The event also featured traditional Chinese folk dance performed by both children and seniors. This intergenerational connection was intentional and deeply important.
When young people perform for elders, they are not only entertaining them. They are learning from them. They are carrying forward language, movement, music, clothing, rhythm, and pride.
When seniors see children honor their culture, something powerful happens. The past does not feel lost. The future does not feel distant. Tradition becomes a living thread passed from one hand to another.
This is how culture survives.
This is how memory dances forward.
This is how a community tells its children: carry this with love.
A Celebration Welcomed by Community Leaders
Community leaders, dignitaries, YMCA leadership, board members, and local partners joined the celebration in support of Chinatown seniors.

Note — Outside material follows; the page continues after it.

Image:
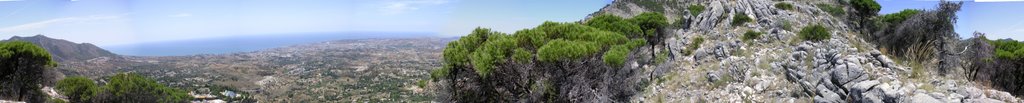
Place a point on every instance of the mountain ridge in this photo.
(64, 50)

The celebration was attended by dignitaries, YMCA leadership, the YMCA CEO, board members, community partners, and local nonprofit leaders. Their presence reflected the importance of honoring Chinatown seniors and investing in programs that support aging with dignity, connection, and joy.
The Mabazza Foundation is grateful for every partner who helped make this event possible. The Age Strong Commission’s support helped provide the foundation for the celebration, while the Wang YMCA and local partners helped bring the event to life through space, coordination, donations, staffing, and community trust.

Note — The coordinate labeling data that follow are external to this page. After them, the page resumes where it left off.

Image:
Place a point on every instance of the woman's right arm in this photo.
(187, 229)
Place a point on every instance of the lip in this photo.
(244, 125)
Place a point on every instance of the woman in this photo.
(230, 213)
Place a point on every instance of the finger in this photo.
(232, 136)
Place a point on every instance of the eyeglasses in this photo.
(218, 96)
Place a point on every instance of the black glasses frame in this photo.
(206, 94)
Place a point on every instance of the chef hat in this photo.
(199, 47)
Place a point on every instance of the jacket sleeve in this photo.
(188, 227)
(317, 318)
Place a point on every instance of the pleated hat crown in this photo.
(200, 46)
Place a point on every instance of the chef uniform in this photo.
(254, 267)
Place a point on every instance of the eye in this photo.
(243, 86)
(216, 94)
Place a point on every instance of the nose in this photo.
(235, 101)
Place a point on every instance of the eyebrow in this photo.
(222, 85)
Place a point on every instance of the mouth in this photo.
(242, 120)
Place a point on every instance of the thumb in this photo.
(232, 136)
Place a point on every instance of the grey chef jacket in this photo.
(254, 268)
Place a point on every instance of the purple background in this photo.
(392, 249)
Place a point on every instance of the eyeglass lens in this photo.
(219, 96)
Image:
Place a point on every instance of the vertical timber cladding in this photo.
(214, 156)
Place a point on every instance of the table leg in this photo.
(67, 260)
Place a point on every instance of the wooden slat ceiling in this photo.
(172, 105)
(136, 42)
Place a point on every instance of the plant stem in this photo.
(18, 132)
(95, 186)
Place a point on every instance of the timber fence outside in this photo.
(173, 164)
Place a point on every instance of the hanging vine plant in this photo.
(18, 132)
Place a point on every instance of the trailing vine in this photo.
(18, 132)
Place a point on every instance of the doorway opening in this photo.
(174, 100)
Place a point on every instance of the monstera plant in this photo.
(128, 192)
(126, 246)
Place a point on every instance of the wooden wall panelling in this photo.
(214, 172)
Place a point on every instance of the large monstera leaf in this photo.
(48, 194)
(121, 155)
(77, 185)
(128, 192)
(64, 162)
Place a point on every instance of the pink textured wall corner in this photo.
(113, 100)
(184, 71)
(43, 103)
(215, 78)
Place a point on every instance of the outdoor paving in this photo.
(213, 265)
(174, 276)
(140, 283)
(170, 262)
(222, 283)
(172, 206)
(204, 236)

It took many hands to create this day, and every hand mattered.
An Emotional Ending: When Joy Becomes Healing
Elders, families, and volunteers shared moments of joy, gratitude, and connection throughout the celebration.
By the end of the event, some elders were moved to tears. Their emotion reminded us why gatherings like this matter.
A holiday celebration may look simple from the outside: food, music, dancing, decorations, and performances. But for someone who has felt lonely, ill, unseen, or disconnected, a celebration like this can touch something much deeper.
It can say:
You are still part of the story.
Your life is still celebrated.
Your culture is still honored.
Your community still holds you close.
That is the heart of this work.
A New Year Blessing for Chinatown
The event celebrated heritage, wellness, belonging, and the enduring strength of Chinatown’s older adults.
The Mabazza Foundation believes that community care is a form of healing. Through this Lunar New Year celebration, we were able to help create a space where seniors, families, children, leaders, and neighbors came together in one joyful circle.
This event honored elders who helped shape Chinatown.
It supported seniors living with chronic illness.
It welcomed those who may have lacked family nearby.
It celebrated culture not as something behind us, but as something alive in the room.
It reminded everyone that the New Year begins best when we begin it together.
As the lion danced, as children performed, as elders smiled through tears, the room carried a simple message:
Good fortune is not only something we receive.
Sometimes, good fortune is something we create for one another.
May this New Year bring health, joy, dignity, and belonging to every elder in our community.